Some of the problems are similar to ones that the federal exchange, healthcare.gov, is having in the 36 states where it runs the enrollment program.
"At this late date, the health plan companies do not have most of the names or information on individuals who have enrolled through MNsure," Julie Brunner, executive director of the Minnesota Council of Health Plans wrote in a letter to MNsure Executive Director April Todd-Malmlov and Lucinda Jesson, Minnesota Commissioner of Human Services.
The organization represents Medica, Blue Cross and Blue Shield of Minnesota, HealthPartners, UCare and Preferred One - all insurance carriers selling products on the exchange.
One Person But More Than One Application
Some of the enrollment problems appear to be connected to the design of the MNsure site.
At first, people were able to submit multiple applications. That means the insurers have multiple enrollment documents for the same individual.
Brunner's letter provided two examples:
1) "John Smith has multiple records and the records do not match. He has selected two different silver plans and one gold plan."
2) "Jane Doe has two or three records. She has chosen the same product two or three times so her intent appears clear. The health plan must then select which record to use."
Some child-only policies list dependents. Other enrollment documents omit vital information. For instance, if an enrollment form has an incorrect address or leaves out an apartment number, the insurer can't bill the new customer - and withot payment, that new customer isn't covered.
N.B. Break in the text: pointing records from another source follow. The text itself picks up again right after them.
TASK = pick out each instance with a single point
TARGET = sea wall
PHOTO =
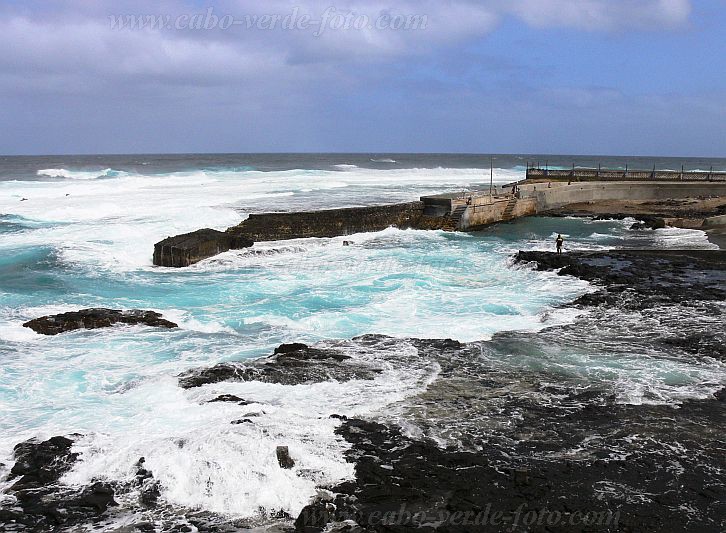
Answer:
(480, 215)
(562, 194)
(593, 174)
(334, 222)
(190, 248)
All these flaws mean the insurance companies have had to do a lot of manual work with the files - a big change for an industry that's used to automated operations, Brunner explained.
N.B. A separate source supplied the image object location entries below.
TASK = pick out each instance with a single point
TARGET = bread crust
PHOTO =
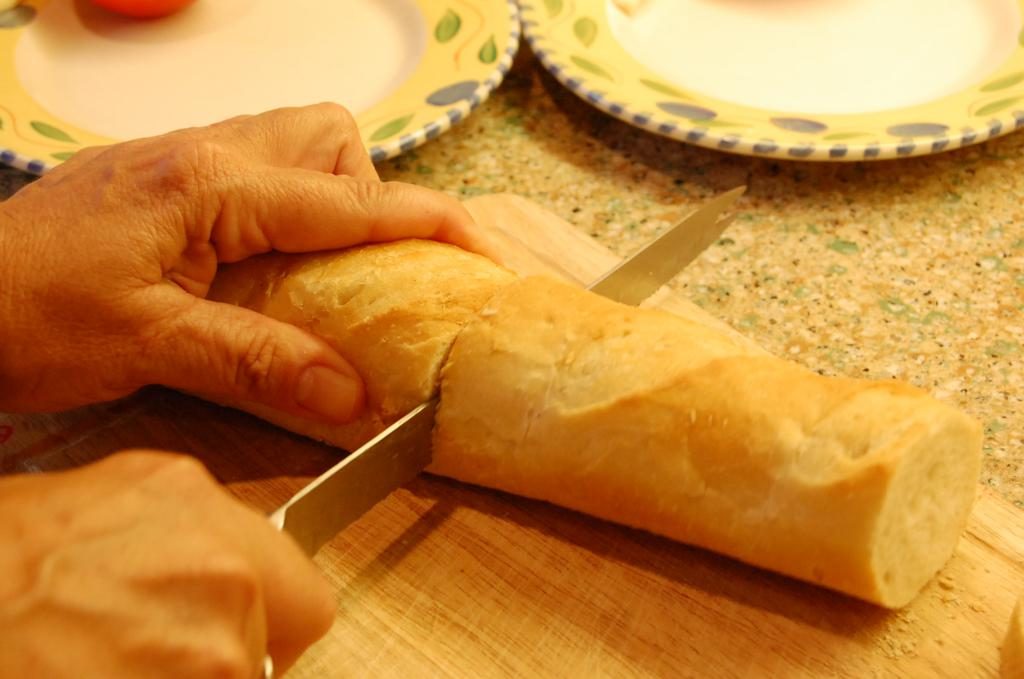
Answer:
(656, 422)
(652, 420)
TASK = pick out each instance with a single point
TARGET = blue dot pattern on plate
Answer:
(800, 125)
(916, 129)
(686, 111)
(448, 95)
(16, 16)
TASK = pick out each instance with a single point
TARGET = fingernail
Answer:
(329, 393)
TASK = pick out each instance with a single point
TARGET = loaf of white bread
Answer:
(636, 416)
(1012, 666)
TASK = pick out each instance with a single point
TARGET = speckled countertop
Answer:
(910, 269)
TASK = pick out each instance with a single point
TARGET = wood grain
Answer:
(448, 580)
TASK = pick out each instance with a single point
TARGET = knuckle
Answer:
(227, 660)
(181, 472)
(335, 113)
(257, 366)
(140, 462)
(235, 578)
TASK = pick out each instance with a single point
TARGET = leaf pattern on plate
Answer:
(585, 30)
(391, 128)
(662, 88)
(688, 111)
(448, 27)
(996, 107)
(590, 67)
(1004, 83)
(48, 130)
(488, 52)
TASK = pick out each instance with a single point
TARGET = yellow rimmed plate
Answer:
(654, 67)
(72, 76)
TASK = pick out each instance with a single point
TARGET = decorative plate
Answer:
(73, 76)
(839, 81)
In a statement, MNsure said, "We have launched a focused effort with the carriers to address these issues quickly. We appreciate their help and expertise to ensure that those that want coverage on January 1, 2014 will have it."
Minnesota Human Services Commissioner Lucinda Jesson, who sits on the MNsure board, said she was surprised by the level of concern the insurers have expressed about the enrollment problems.
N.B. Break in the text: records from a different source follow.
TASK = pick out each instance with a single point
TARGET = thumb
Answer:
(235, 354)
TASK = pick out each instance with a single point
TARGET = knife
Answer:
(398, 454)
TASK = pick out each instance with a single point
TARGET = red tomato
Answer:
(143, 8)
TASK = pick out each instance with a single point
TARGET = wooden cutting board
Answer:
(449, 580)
"I reached out to the plans to talk to them about working very closely and very hard together together to address each and every one of these concerns."
Everyday, Closer To Jan. 1
Jesson said people who are getting Medical Assistance or MinnesotaCare - the state's programs for the poor, which include Medicaid - can count on coverage on Jan. 1.
Brunner said that there's still time to clean up the data, "but every day that we don't make progress on this list, we are closer to January 1."
To get coverage on the first of the year, people need to sign up for coverage by Dec. 23 and need to pay by Dec. 31.
"The primary concern of MNsure and of the health plans is that people have coverage beginning on January 1," Brunner added. "One of the first components of that is to make sure that the information that is coming from MNsure to the health plans is accurate and complete so that the plans can turn around, reach out and get all the materials out to consumers."
"They can't continue to do this because we expect that there's going to be quite a wave of enrollees coming through this month," she said. "If the numbers ramp-up at the rate MNsure is expecting, there's no way the plans are going to be able to process that many enrollments and do all this manual clean up as well."
Brunner said that the insurance carriers are also concerned that MNsure hasn't been quick enough to tell consumers when they need to pay. She hopes MNsure will do a better job of communicating that in the next few weeks.
Brunner said she was prompted to write the letter after MNsure sent a letter to a slate of Republican state lawmakers who had concerns about MNsure enrollment.
Brunner said that the insurance companies have recommended more frequent meetings with MNsure to tackle these problems and better communication to consumers about where their applications stand.
Last week, MNsure did email many enrollees outlining next steps.
And Brunner made this clear: if people have paid for their plans already - through the MNsure website, for instance - they will be guaranteed coverage on Jan. 1.
People have until March 31 to secure coverage and avoid a tax penalty for being uninsured.
This story is part of collaboration that includes NPR, KHN and Minnesota Public Radio News.